United States v. Baca

OPINION OF THE COURT

COOK, Senior Judge:

The appellant alleges here, as he did at the trial level, that the military was es-topped from trying him for his crimes because it had failed to comply with the provisions of paragraph 2 — 4a, AR 635-200.1

The referenced paragraph reads:
“A member may be retained beyond the expiration of his term of service by a general court-martial convening authority, or his designee, when an investigation of his conduct has been initiated with a view to trial by court-martial; charges have been preferred; or the member has been apprehended, arrested, confined or otherwise restricted by the appropriate military authority. However, if charges have not been preferred, the member shall not be retained more than 30 days beyond the expiration of his terms of service without the personal approval of the general court-martial convening authority concerned.”
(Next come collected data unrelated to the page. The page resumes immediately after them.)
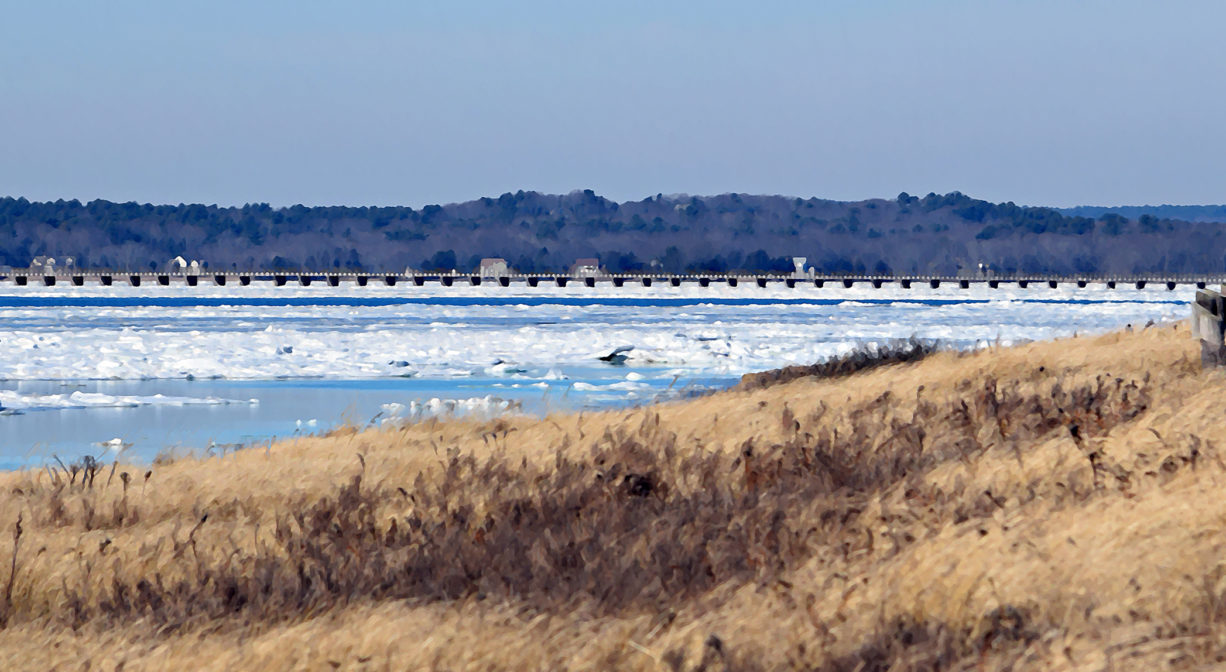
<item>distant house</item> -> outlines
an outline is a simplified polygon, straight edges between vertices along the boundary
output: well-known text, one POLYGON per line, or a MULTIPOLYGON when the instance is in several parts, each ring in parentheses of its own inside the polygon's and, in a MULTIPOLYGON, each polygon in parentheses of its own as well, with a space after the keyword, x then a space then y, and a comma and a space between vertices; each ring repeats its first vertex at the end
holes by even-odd
POLYGON ((958 265, 958 277, 982 280, 983 278, 991 278, 994 275, 992 267, 980 262, 974 267, 958 265))
POLYGON ((166 270, 170 273, 183 273, 185 275, 199 275, 201 263, 195 259, 188 261, 183 257, 175 257, 166 262, 166 270))
POLYGON ((507 266, 506 259, 490 257, 481 260, 478 273, 482 278, 501 278, 510 275, 511 269, 507 266))
POLYGON ((43 275, 55 275, 55 257, 40 255, 30 261, 30 271, 43 275))
POLYGON ((576 259, 575 265, 570 267, 572 277, 585 278, 593 275, 600 275, 603 271, 600 270, 600 260, 595 257, 586 257, 576 259))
The relevant facts and appellant’s argument are as follows:

On 3 September 1975, appellant went absent without leave (AWOL). On 21 September 1975 his original ETS (expiration *733term of service) date arrived, and no charges had been preferred. On 7 October 1975 permission by the designee of the general court-martial convening authority authorized “retention beyond ETS of SM”2 under the authority of the above-cited regulatory provision. Appellant was returned from his unauthorized absence on 5 March 1976. On 10 March 1976, charges, unrelated to the AWOL, were preferred and on 24 March 1976 additional charges, to include the AWOL, were also preferred. All charges were referred by the general court-martial authority on 22 April 1976.
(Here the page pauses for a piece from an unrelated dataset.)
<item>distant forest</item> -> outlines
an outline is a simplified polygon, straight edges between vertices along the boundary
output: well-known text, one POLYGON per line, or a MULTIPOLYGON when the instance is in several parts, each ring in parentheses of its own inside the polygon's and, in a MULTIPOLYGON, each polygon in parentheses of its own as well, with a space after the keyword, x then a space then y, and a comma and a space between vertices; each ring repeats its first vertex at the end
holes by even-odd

While appellant concedes that his ETS was extended beyond 21 September 1975 by the action of the convening authority’s designee, he sets the termination date of that extension at 21 October 1975 and argues, based on the second sentence of the paragraph quoted, supra, that because the general court-martial convening authority didn’t personally act to retain him beyond the 21 October date the Government is es-topped from bringing him to trial. He cites United States v. Kalt, 50 C.M.R. 95 (A.C.M. R.1975) and United States v. Simpson, 51 C.M.R. 218, 1 M.J. 608 (A.C.M.R.1975) as supportive of his conclusion. We find factual distinctions between those cases and the instant case that persuade us of their inapplicability to this case.

The fallacy in appellant’s argument becomes apparent on reading Title 10 United States Code § 972:

“An enlisted member of an armed force who— ... (2) is absent from his organization, station, or duty for more than one day without proper authority, as determined by competent authority; . is liable, after his return to full duty, to serve for a period that, when added to the period that he served before his absence from duty, amounts to the term for which he was enlisted or inducted.”
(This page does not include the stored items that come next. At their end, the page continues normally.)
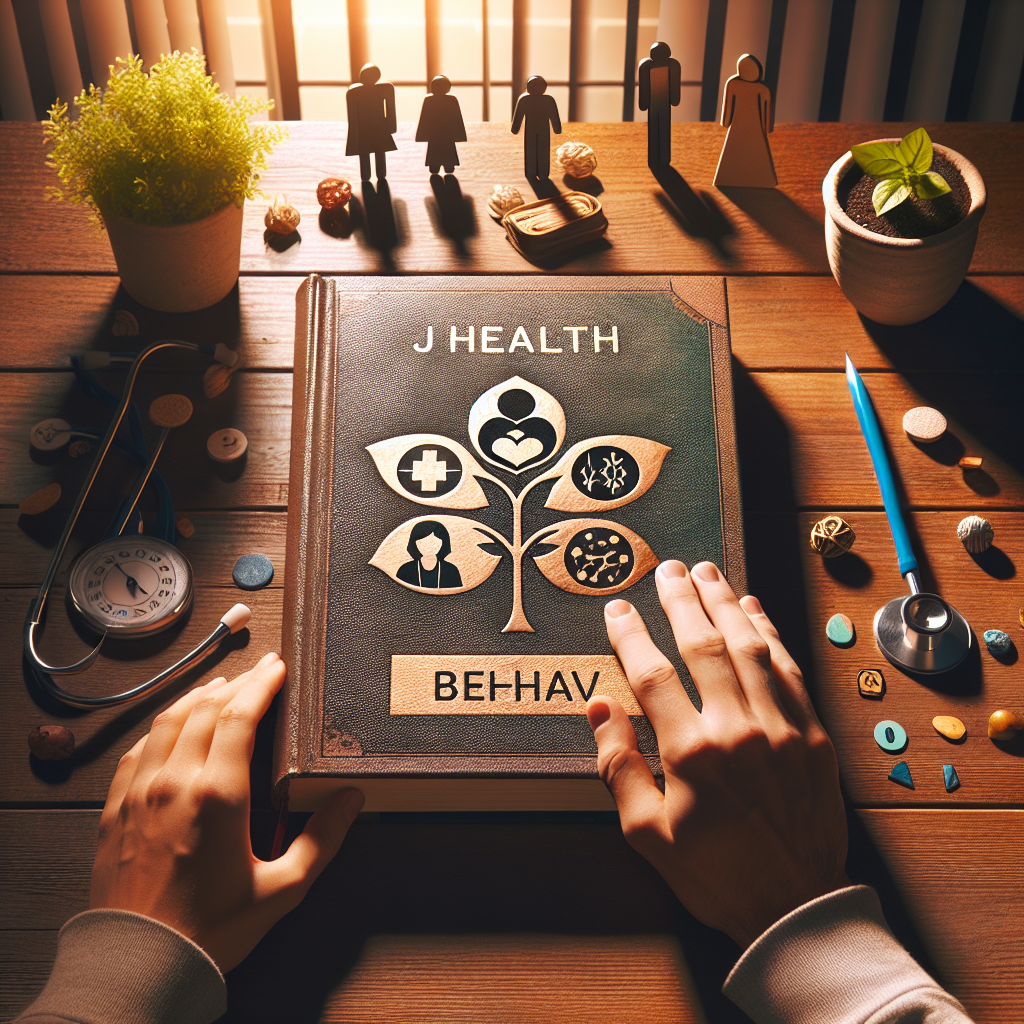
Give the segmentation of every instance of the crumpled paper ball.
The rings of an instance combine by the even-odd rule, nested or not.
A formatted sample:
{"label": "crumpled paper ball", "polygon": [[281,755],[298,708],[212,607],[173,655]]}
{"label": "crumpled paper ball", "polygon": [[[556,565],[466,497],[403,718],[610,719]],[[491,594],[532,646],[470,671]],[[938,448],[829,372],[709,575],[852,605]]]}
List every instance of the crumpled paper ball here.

All parties to this litigation agree that when appellant took “French leave”3 on 3 September 1975 he had, at a minimum, 17 days yet to complete on the original enlistment that had been due to expire on 21 September 1975. Appellant was liable, under the terms of the aforequoted statute, to serve upon his return to military control at least 17 more days.4 Thus, when appellant left military control on 3 September his original ETS of 21 September became inoperative. Appellant’s adjusted ETS upon the occasion of his return to military control on 5 March 1976 was, applying the language of the statute to the facts of this case, at least 22 March 1976. As charges had been preferred by the latter date, under the broad terms of the retention authorization, referred to earlier,5 this date was extended indefinitely. In short, there was never any need in this case for the general court-martial convening authority to take a personal action under the provisions of paragraph 2-Aa, AR 635-200. Consequently, we find the alleged jurisdictional error to be without merit.

Detecting no other prejudicial errors and being satisfied that the sentence is appro*734priate — the findings of guilty and the sentence are affirmed.

Judge DRIBBEN and Judge DeFORD concur.

. See United States v. Torres, 3 M.J. 659 (A.C.M.R. en banc 1977).

. Quote is from actual phrase taken from authorizing indorsement (R, App Ex VII); “SM” means service member, AR 310-50, 3 November 1975, Authorized Abbreviations and Brevity Codes.

. A euphemism for an unauthorized departure. See Webster’s New World Dictionary of the American Language (2d College Ed., 1974). Apparently at one time the French were the butt of ethnic jokes, not unlike the present day situation as pertains to certain Slavic and Mediterranean countries. For example, venereal disease was once known as “French gout.” See E. C. Brewer, Dictionary of Phrase & Fable, 438 (Centenary Ed. 1970).

. Appellant asserts that 10 U.S.C. § 972 is not self-executing. We see nothing in the language of the statute or its implementing regulation (see paragraph 2-3, AR 635-200) to support that assertion. Clearly his unit commander had made all the determination as to his status that is required by the statute when he reported that appellant was in an AWOL status.

. There is also no question that, on the date the authorization was issued, “an investigation of [appellant’s] conduct ha[d] been initiated with a view to trial by court-martial.” See paragraph 2-4a, AR 635-200, supra.